Underwolf Records, co-directed by Princeton University graduate composers Noah Kaplan and Chris Douthitt, as well as Princeton Sound Kitchen performer Rosie Kaplan, has released a new album. “Rauschenberg Was Weeping” includes works by Rinde Eckert (frequent visiting lecturer in the Department of Music and the Lewis Center for the Arts) and graduate composer Quinn Collins,  and also features Department of Music alumna Leila Adu, as well as Noah and Rosie Kaplan.

About the Album:

Rauschenberg Was Weeping is a collaborative album of hallucinatory near-songs by GRAMMY Award-winning vocalist and writer Rinde Eckert and maverick composer/bassist Quinn Collins.

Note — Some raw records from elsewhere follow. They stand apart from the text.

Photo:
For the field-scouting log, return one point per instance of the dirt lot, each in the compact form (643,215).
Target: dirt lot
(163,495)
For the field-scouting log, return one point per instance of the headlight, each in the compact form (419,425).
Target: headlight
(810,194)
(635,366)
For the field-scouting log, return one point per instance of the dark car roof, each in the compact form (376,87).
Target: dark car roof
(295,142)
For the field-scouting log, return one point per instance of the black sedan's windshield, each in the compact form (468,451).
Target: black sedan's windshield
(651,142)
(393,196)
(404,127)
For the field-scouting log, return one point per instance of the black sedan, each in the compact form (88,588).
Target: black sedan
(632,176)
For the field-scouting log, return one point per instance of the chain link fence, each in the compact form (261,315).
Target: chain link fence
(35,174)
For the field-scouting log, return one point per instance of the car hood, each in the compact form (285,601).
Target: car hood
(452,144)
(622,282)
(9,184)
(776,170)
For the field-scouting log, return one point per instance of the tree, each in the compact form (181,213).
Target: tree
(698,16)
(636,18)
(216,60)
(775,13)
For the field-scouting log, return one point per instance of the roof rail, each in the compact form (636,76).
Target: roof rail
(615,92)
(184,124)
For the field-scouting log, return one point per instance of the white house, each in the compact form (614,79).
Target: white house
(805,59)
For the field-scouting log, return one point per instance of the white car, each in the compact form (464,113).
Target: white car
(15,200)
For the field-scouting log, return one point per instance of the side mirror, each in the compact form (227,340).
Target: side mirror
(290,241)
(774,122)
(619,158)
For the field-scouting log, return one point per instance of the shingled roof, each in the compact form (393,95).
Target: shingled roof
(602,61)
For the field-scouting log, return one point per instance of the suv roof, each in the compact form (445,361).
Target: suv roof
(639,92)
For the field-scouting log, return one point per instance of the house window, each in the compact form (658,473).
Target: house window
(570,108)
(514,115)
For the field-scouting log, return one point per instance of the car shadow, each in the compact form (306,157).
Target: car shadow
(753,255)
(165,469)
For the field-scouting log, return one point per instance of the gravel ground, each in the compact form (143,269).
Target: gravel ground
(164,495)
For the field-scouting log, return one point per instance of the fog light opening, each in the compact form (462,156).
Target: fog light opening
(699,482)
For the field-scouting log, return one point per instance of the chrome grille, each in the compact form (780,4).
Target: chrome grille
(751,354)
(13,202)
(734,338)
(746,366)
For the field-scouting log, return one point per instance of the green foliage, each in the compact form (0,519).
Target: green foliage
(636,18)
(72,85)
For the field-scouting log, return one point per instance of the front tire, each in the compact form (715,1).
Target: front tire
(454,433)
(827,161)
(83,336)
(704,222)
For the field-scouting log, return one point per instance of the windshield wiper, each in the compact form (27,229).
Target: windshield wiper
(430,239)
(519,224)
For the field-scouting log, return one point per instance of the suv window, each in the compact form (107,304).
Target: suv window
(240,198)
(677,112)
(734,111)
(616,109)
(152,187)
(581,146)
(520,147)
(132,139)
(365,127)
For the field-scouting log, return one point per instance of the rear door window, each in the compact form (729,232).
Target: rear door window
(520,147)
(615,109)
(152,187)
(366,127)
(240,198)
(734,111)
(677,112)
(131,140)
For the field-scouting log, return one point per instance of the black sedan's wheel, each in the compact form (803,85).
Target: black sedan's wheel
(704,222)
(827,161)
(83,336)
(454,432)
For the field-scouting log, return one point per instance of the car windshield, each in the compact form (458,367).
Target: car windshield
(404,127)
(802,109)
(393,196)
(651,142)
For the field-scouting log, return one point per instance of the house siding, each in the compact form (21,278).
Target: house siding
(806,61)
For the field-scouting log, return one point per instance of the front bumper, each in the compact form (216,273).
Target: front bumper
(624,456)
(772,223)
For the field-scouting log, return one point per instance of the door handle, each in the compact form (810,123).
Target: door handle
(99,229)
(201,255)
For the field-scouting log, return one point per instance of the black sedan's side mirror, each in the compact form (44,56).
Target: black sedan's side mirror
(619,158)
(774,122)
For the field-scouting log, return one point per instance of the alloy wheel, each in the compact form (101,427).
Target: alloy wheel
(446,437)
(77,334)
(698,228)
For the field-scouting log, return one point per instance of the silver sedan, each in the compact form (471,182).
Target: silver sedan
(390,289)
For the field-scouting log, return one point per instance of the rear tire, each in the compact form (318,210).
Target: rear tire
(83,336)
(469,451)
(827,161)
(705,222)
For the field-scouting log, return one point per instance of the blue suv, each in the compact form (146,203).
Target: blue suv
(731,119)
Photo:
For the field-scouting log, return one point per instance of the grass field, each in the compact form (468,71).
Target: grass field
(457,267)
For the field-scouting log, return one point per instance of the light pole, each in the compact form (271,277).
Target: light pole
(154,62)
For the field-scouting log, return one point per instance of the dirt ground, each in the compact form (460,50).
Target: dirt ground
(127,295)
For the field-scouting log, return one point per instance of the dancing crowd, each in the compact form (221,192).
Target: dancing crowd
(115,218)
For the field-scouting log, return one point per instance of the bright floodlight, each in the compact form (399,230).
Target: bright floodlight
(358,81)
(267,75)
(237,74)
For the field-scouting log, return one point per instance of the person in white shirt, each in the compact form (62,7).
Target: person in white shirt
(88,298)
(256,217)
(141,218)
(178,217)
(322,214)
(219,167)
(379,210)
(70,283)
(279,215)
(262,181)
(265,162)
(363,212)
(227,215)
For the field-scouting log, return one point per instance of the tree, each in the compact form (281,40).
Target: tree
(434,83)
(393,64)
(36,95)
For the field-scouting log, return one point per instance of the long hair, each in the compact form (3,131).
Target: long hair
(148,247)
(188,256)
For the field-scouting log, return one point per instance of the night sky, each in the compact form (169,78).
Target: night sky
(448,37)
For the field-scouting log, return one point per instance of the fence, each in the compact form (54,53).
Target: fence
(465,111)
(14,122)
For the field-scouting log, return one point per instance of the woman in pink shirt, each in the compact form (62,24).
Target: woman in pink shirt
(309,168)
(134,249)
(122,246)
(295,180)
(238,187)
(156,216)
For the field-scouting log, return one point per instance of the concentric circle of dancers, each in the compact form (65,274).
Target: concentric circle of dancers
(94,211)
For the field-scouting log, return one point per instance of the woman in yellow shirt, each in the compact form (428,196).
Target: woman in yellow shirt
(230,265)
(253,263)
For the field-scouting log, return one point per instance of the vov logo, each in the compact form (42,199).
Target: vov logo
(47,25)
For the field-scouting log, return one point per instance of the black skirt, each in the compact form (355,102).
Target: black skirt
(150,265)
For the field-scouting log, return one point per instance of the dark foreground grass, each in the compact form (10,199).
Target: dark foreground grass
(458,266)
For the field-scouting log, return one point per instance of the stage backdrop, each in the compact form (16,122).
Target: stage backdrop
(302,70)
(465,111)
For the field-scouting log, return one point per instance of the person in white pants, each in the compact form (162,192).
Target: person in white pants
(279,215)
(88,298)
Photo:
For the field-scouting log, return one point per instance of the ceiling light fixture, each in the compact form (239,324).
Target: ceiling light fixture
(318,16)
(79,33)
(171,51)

Recorded over several experimental, improvisatory sessions, Rauschenberg Was Weeping is a rare collision of the philosophical and the instinctual—a study in experimentation, uncertainty, and the limits of knowing anything. Eckert’s texts, like his virtuosic array of vocal personas, search for order in a shuffled deck, finding traces of truth in a disorienting multiplicity of dubious facts. Collins, alternately on bass and guitar, matches Eckert’s deconstructed word-arias with shape-shifting basslines, squelches of electronic noise, and at times, unselfconscious warmth. 

The give-and-take is grounded by a troupe of multitalented players of the downtown jazz, free improvisation, and indie music scenes: Federico Ughi on drums, Leila Adu on vocals, Chris Marianetti (Bang on a Can) on keyboards, Dan Kochersberger (Manhattan Saxophone Quartet) on tenor sax, and Noah and Rosie K (Dollshot) on tenor sax and vocals.